Shane Finn, Irish Ultra Athlete is the official Ambassador for Satipharm CBD Capsules.
Tips for KBC Dublin Marathon
At this point, the majority of your training towards the KBC Dublin City Marathon is completed! There are a few things to take into account that can help you in the build-up for race day! The hard work is almost done and now it is a case of getting to that start line and embracing the day. The hardest part of a marathon is often in the weeks leading into the race – then once as you cross that start line you get an opportunity to show that hard work pays off and really enjoy the day!
When it comes to the last few weeks before your chosen race – sometimes less is more. I often see people “panic train” 14 days before an event in order to squeeze a few more sessions in. Sometimes that is not the best approach to take. You can increase the risk of injury, the risk of overtraining & possibly the risk of becoming ill. All the things that you want to avoid before an event or a marathon. So resist the urge to do an extra-long run or an extra speed session during this window. You can absolutely keep running – but keep it short and keep it steady. Personally, I think you are better getting to a start line 5% undertrained than 5% overtrained. So control what you can control & be smart!
Simplify The Complexities
Another philosophy of mine is to embrace and perfect the simple things. This is especially important in the build-up of the KBC Dublin Marathon. You don’t need to try and introduce any new foods, new methods or anything new in the two weeks before a race, in fact, the less you can change the better. In preparation, the long runs are dress rehearsals for race day, so, for example, the night before a big event eat the same dinner you would before your long runs. Here are a few reminders for the checklist:
1. Layout your race kit the night before the race & pin your number on your T-shirt or singlet too.
2. Layout your normal breakfast & prepare your water bottle or coffee etc
3. Prepare how you are going to get to the start line a few days in advance. Don’t leave it until the morning to figure that out, it will remove a lot of the stress.
4. If you are preparing a Race Bag for after the race – pack that the night before too.
If you tick off this checklist then you can wake up with peace of mind and then head to that start line to get the job done.
Race Plan for KBC Dublin Marathon
You should be able to gauge and work out your race plan from any long runs completed and the training you completed. It is vital to be realistic here too. Stick to what you are accustomed to and stick to paces that you trained for. I see a lot of people going out too hard at the beginning of a race or else getting carried away with the crowd and running 30 seconds faster per mile than they should. Unfortunately, this will come back to bite you later on in the day.
You worked hard to get on that start line and certainly made some sacrifices too, so you owe it to yourself to have a good day out there and enjoy it. All those long runs and all those days where you found the sessions tough and you struggled – it’s all worthwhile.

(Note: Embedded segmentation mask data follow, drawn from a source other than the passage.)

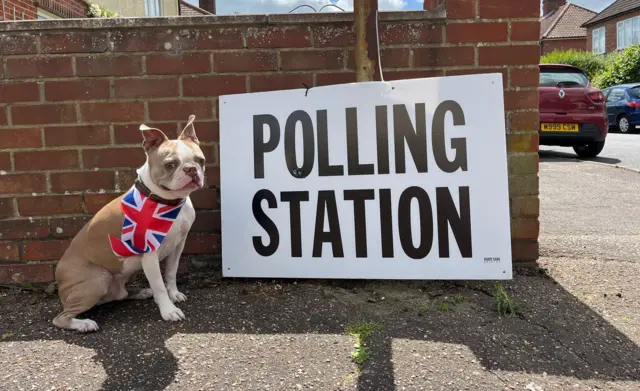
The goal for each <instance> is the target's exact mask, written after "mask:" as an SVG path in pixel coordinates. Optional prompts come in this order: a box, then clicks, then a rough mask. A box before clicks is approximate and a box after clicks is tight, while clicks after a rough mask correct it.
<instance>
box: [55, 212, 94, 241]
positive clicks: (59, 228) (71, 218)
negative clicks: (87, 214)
mask: <svg viewBox="0 0 640 391" xmlns="http://www.w3.org/2000/svg"><path fill="white" fill-rule="evenodd" d="M90 219H91V217H90V216H75V217H58V218H53V219H51V235H52V236H53V237H56V238H70V237H74V236H76V234H77V233H78V232H80V230H81V229H82V227H84V225H85V224H87V223H88V222H89V220H90Z"/></svg>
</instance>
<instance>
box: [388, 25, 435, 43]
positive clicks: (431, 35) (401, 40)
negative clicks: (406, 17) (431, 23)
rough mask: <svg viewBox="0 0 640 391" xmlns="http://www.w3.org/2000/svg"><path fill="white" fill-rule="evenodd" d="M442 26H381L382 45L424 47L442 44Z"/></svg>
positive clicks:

How to Recover & Repair after a marathon?
The marathon takes a lot out of the body. Both physically & mentally, therefore it is important to respect the recovery process and the duration that it takes. Post marathon when you are a little run down and your immune system might be vulnerable it is important to rest as best you can. Fuel the body with good food and keep on top of the hydration too.
It could be a good idea to add in some active recovery such as a walk the morning after the race or even a light swim. Aim to get back running 3/4 days after the marathon – but again keep it really light. It would also be good practice to do a session with your local physiotherapist to iron out any kinks or to see after any niggles you might have picked up on race day.
Then the next step is to get moving again and plan ahead for the next year or your next challenge to start working on the things you would like to improve on.